Example Domain Code Walkthrough
After having played with the example domain, we will now look at its Rust code and understand what it does. This serves as first step of building your own domain application.
Get the Code
You can clone the code of the example domain to follow along and later, start changing it to build your own domain.
Template github repository coming soon
Walkthrough
We will walk through the code in the same order as it's being executed, starting
at the main() function in src/main.rs. The application starts by initializing
structured logging, then delegates to run(). If anything fails, the error is
printed to stderr for a clean user-facing message and the process exits with
code 1.
#[tokio::main]
async fn main() {
tracing_subscriber::fmt::init();
if let Err(e) = run().await {
eprintln!("{e}");
std::process::exit(1);
}
}
The CLI arguments are parsed and the configuration file is loaded from the specified path (defaulting to domain.yaml). Then, a Domain is built from the configuration, which provides a runner, client, and views.
async fn run() -> Result<(), Box<dyn std::error::Error>> {
let CliArgs { config, api_port } = CliArgs::parse();
let config = Config::load_from(config)?;
let shard = config.shard;
let Domain {
runner,
client,
views,
} = Domain::from_config(config).build().await?;
Before starting, the domain ensures a valid domain agreement exists. If one doesn't exist, it will be submitted automatically. The call will wait up to the specified timeout for the agreement to be confirmed.
client
.ensure_domain_agreement(
MIN_NEW_SHARD_FEE,
Duration::from_secs(10),
DOMAIN_AGREEMENT_TIMEOUT,
)
.await?;
The domain runner is started in the background, which begins handling events.

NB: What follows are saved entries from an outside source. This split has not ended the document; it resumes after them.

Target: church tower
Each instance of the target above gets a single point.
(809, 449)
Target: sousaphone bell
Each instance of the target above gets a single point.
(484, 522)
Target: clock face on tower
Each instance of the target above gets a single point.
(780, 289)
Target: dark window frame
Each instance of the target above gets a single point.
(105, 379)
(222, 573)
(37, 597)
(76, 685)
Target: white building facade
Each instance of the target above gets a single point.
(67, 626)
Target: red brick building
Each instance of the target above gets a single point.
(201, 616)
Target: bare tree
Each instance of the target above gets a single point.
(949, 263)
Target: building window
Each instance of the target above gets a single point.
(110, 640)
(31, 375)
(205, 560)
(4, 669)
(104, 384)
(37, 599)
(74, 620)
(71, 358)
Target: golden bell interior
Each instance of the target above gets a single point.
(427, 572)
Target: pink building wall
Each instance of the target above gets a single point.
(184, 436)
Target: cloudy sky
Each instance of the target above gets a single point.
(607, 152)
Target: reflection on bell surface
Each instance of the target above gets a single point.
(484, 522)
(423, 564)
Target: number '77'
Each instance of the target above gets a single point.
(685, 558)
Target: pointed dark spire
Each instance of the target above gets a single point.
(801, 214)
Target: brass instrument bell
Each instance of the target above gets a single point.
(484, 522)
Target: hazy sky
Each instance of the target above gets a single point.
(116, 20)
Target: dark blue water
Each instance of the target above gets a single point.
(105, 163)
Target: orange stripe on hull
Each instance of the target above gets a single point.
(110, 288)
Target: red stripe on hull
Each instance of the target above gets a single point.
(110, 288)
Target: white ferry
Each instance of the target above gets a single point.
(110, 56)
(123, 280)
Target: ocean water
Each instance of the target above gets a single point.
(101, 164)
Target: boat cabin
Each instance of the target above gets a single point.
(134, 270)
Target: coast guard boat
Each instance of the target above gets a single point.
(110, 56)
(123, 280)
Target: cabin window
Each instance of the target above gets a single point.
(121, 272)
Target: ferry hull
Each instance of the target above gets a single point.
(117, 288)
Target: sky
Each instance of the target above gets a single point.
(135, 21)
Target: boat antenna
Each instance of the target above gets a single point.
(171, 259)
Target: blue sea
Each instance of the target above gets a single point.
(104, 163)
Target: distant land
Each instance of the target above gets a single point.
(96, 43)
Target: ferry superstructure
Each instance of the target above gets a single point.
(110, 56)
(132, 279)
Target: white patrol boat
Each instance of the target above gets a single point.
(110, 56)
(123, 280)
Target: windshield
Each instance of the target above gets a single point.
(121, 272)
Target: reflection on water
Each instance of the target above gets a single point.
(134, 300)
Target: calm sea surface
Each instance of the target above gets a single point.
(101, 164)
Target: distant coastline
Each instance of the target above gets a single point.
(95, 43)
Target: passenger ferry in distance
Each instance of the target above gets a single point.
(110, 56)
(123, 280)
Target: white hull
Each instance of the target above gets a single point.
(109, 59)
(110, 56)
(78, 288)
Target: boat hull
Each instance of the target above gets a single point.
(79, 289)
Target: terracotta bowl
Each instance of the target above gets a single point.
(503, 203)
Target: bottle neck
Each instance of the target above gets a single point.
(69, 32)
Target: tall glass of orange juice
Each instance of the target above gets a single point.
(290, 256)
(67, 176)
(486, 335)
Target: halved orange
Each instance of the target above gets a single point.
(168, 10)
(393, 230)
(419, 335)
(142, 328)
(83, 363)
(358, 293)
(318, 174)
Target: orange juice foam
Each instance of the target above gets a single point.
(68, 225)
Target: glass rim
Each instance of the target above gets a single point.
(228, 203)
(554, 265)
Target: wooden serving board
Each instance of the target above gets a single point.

runner.run_in_background().await?;
An HTTP server is configured with three routes. The client and views are wrapped in web::Data for shared access across request handlers.
let client = web::Data::new(client);
let views = web::Data::new(views);
let server = HttpServer::new(move || {
App::new()
.app_data(client.clone())
.app_data(views.clone())
.route("/vaults/{owner_id}", web::get().to(endpoints::get_vault))
.route(
"/vaults/{owner_id}/nonce",
web::get().to(endpoints::get_nonce),
)
.route(
"/verifiables",
web::post().to(endpoints::post_signed_verifiables),
)
})
The server binds to all interfaces on the specified port from --api-port (or an OS-assigned port if none given). Signal handling is disabled since the runner manages shutdown.
.disable_signals()
.bind((Ipv6Addr::UNSPECIFIED, api_port.unwrap_or_default()))?;
Finally, the HTTP server is run until shutdown.
server.run().await?;
Ok(())
}
The three registered routes are handled by the following endpoint functions.
GET /vaults/{owner_id} looks up the vault for the given owner and returns it as JSON. Returns 404 if the vault doesn't exist, or 500 on error.
pub(crate) async fn get_vault(
owner_id: web::Path<OwnerId>,
views: web::Data<Views>,
) -> HttpResponse {
match views.domain_view().get_vault(&owner_id.into_inner()) {
Ok(Some(vault)) => HttpResponse::Ok().json(vault),
Ok(None) => HttpResponse::NotFound().finish(),
Err(_) => HttpResponse::InternalServerError().finish(),
}
}
GET /vaults/{owner_id}/nonce returns the next expected nonce for the vault, which clients need for replay protection when submitting verifiables.
pub(crate) async fn get_nonce(
owner_id: web::Path<OwnerId>,
views: web::Data<Views>,
) -> actix_web::Result<web::Json<Nonce>> {
let nonce = views
.domain_view()
.next_nonce(&owner_id.into_inner())
.map_err(ErrorInternalServerError)?;
Ok(web::Json(nonce))
}
POST /verifiables accepts a batch of signed verifiables, executes them to
compute state diffs, and applies the results to the domain state.
pub(crate) async fn post_signed_verifiables(
request: web::Json<Vec<VerifiableType>>,
client: web::Data<DomainClient>,
) -> actix_web::Result<()> {
let verifiables_with_diffs = default_execute(request.into_inner());
client
.apply(verifiables_with_diffs)
.await
.map_err(ErrorInternalServerError)
}
The admin API that provides endpoints to submit and prove SDLs to the base layer
is directly exposed from the domain SDK, there's no visible code for it except
the admin-api feature in Cargo.toml.